One final way to drive the point home would be to parody the argument this way: why, when a tiger runs towards a man, does he see the tiger and run from it? Why does he not instead hear a friend calling from the opposite direction and run for that reason? This situation is analogous, because accurate perception through hearing and vision are also complex, evolutionarily selected traits, but both can only be selected for due to the behaviors they elicit. By Plantinga's argument both solutions should be possible evolutionary adaptations. But though both of these possible tiger-aversion strategies would accomplish the same goal, only one could be reasonably expected to evolve, because the other would require the evolution of a far more complex, less generalizable, and easily confused faculty to accomplish the same objective.
While having a sufficiently advanced cognitive apparatus to survive in prehistoric times does not imply having a sufficiently advanced cognitive apparatus to fully understand the world, there's no clear reason why parts of the brain which evolved to possess skills necessary for survival and social interaction should not be able to accurately understand other phenomena which require similar skills.
Furthermore, evolution can account for traits of the human mind that are not well designed to accurately model the world, such as certain forms of superstition, anxiety disorders, inflated self-esteem, and optical illusions. It also provides at least a rough explanation for why human beings are not good at certain types of thought and information processing and are prone to logical fallacies and cognitive bias. Creationism or intelligent design cannot adequately explain these features of the human mind, nor generally predict other areas in which human beings may be prone to error.
Beliefs interact with each other
Our beliefs do not exist in isolation, but rather reinforce or contradict each other. One cannot, for instance, rationally believe that playing the lottery is a waste of money, and also that playing the lottery is a good long-term investment.

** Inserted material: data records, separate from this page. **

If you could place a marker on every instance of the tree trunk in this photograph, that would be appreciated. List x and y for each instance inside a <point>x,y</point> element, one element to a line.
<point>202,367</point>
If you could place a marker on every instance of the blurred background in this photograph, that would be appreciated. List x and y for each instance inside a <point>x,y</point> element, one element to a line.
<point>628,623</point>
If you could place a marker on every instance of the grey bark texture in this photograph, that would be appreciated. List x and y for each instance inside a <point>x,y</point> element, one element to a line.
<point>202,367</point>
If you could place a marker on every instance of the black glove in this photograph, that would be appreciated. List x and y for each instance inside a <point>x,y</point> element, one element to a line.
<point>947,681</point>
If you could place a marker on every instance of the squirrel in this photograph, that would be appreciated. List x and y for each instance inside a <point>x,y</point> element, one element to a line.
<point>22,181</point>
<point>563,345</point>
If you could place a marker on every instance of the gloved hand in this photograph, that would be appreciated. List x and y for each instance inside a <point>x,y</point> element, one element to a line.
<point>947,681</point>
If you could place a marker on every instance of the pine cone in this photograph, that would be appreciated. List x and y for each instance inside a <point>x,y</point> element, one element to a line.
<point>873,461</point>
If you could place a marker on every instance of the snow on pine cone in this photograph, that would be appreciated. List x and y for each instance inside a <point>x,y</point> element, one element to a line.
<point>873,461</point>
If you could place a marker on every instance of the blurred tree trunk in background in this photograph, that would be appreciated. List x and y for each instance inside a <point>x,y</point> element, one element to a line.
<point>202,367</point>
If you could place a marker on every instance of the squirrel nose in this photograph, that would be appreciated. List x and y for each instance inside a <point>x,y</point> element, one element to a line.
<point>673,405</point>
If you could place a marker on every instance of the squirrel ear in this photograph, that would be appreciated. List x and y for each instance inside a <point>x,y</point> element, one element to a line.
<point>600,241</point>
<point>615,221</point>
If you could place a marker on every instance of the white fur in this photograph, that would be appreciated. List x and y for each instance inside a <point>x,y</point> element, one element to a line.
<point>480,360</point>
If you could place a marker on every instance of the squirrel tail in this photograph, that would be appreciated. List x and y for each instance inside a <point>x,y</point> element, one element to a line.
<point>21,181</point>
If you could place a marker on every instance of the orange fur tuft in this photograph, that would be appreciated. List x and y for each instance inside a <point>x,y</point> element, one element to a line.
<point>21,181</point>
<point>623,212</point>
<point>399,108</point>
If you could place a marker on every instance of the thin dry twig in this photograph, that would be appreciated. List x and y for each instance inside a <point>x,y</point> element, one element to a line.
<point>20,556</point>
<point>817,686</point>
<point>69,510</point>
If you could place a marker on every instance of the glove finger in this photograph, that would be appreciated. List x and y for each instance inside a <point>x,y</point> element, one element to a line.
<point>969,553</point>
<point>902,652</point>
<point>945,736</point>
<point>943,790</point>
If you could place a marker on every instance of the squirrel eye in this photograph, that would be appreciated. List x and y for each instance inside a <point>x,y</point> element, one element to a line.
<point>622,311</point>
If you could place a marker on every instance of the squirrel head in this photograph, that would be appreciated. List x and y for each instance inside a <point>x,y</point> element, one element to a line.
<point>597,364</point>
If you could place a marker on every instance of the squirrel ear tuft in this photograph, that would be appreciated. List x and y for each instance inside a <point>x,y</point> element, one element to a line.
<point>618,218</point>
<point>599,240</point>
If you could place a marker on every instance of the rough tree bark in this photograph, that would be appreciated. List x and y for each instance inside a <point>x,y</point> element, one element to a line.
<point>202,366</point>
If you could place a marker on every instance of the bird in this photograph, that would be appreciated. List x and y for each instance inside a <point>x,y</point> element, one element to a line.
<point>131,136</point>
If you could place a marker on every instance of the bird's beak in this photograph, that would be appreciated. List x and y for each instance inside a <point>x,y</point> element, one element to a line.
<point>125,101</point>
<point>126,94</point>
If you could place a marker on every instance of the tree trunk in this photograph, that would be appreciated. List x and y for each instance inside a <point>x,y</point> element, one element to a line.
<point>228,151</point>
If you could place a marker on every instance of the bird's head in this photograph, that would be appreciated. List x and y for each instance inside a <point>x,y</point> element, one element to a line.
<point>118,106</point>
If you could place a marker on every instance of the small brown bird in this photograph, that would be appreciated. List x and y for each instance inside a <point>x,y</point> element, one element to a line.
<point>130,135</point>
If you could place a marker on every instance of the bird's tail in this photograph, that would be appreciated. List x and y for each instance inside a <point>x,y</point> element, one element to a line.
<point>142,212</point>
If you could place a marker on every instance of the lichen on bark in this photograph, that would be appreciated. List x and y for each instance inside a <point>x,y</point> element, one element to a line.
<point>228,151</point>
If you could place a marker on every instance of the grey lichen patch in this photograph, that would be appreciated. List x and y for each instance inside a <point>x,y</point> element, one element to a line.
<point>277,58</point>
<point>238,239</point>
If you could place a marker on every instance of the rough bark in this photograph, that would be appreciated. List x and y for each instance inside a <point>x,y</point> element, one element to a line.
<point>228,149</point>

If one is unsure about a belief, one can try to find ways to corroborate or disprove it. If someone senses someone walking around outside their house, they can listen for footsteps, and go look for footprints. Each of these beliefs ("I had a sensation of someone walking around", "I thought I heard/didn't hear footsteps", and "I thought I saw/didn't see footprints"), in isolation, could be wrong. However, if all three point in the same direction (either there was a feeling, and footsteps, and footprints; or no feeling, no sound, and no footprints), then the conclusion becomes more reliable.
In fact, science is a method for finding out which of our beliefs are true.
It is possible to imagine scenarios in which a person holds two or more erroneous beliefs that do not contradict each other, leading that person to a false conclusion. Most of these, however, are either obviously ambiguous, or contrived.